I proprietari dei locali intervengono dopo le numerose reazioni alla chiusura dello storico esercizio: «La crisi nasce da difficoltà finanziarie precedenti al Covid. Abbiamo cercato soluzioni, ma ogni proposta è stata respinta»
La chiusura dell’edicola-libreria continua ad alimentare il dibattito e, dopo i numerosi interventi comparsi sui social, sulla stampa e anche in televisione, arriva la presa di posizione della famiglia Sparacino, proprietaria dei locali che ospitavano l’attività.
In una nota dai toni molto duri, la famiglia precisa di avere scelto inizialmente il silenzio, per rispetto della storia e del legame affettivo che per tanti anni ha unito la comunità a quel luogo. «Comprendiamo la nostalgia e la tristezza di tutti – scrivono – perché anche noi siamo cresciuti tra quei fumetti e quei libri».
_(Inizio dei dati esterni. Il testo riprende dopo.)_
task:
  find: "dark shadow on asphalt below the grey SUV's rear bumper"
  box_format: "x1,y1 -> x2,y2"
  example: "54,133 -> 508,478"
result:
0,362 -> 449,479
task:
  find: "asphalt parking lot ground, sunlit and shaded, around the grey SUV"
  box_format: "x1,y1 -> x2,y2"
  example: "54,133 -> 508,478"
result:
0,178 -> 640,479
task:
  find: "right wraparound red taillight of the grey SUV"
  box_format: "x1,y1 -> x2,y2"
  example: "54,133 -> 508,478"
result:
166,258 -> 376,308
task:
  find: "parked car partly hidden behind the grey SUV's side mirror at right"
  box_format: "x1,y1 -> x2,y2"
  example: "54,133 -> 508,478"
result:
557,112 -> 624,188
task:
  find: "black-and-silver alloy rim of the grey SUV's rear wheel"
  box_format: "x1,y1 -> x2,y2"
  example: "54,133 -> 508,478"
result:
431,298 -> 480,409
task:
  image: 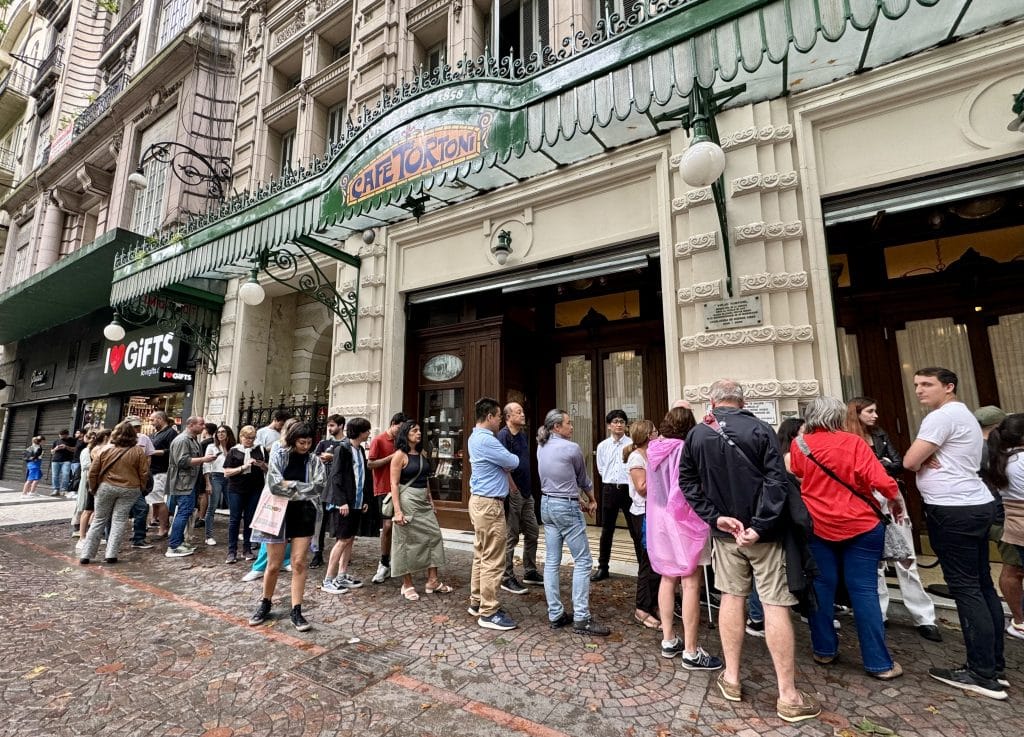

Secondo gli Sparacino, però, nelle ultime settimane sarebbe stata proposta una ricostruzione della vicenda che non corrisponderebbe alla realtà dei fatti. Da qui la decisione di intervenire pubblicamente per fornire la propria versione.
Il nodo principale riguarda le ragioni che hanno portato alla conclusione dell’attività. La famiglia sostiene che la crisi dell’edicola-libreria non sia riconducibile alla pandemia da Covid, ma affondi le proprie radici in una situazione di difficoltà finanziaria precedente.
«Abbiamo cercato negli anni di fare da cuscinetto, accettando acconti e mostrando una pazienza che solo un profondo legame poteva giustificare», affermano i proprietari.
Gli Sparacino raccontano inoltre di avere avanzato diverse ipotesi per consentire la prosecuzione dell’attività, tra cui il ridimensionamento dei locali, oltre a trattative, transazioni e mediazioni con il coinvolgimento di professionisti. «Ogni mano tesa è stata respinta», sostengono.
La famiglia contesta quindi quella che considera una narrazione eccessivamente legata alla dimensione emotiva della vicenda, nella quale la proprietà sarebbe stata rappresentata come responsabile della fine di un’attività diventata negli anni un punto di riferimento per la comunità.
Nella nota non mancano critiche anche nei confronti di quanti, in questi giorni, hanno manifestato pubblicamente solidarietà al gestore dell’edicola-libreria. «Per anni vi siete serviti di questo posto, conoscendo le difficoltà», scrivono gli Sparacino, contestando quello che definiscono il tentativo di trasformare oggi alcuni soggetti in «mecenati» della cultura locale.
Particolarmente forte il passaggio dedicato a Mimmo, il gestore dell’attività: «Mimmo non ha mai avuto aiuto da nessuno di voi», afferma la famiglia, sostenendo di aver garantito nel corso degli anni una forma di sostegno «in silenzio e a nostre spese».
La conclusione è un appello al rispetto, più che una richiesta di solidarietà: «Non cerchiamo commiserazione. Esigiamo però rispetto per il nostro lavoro, per i nostri cari, per i nostri figli e per la verità».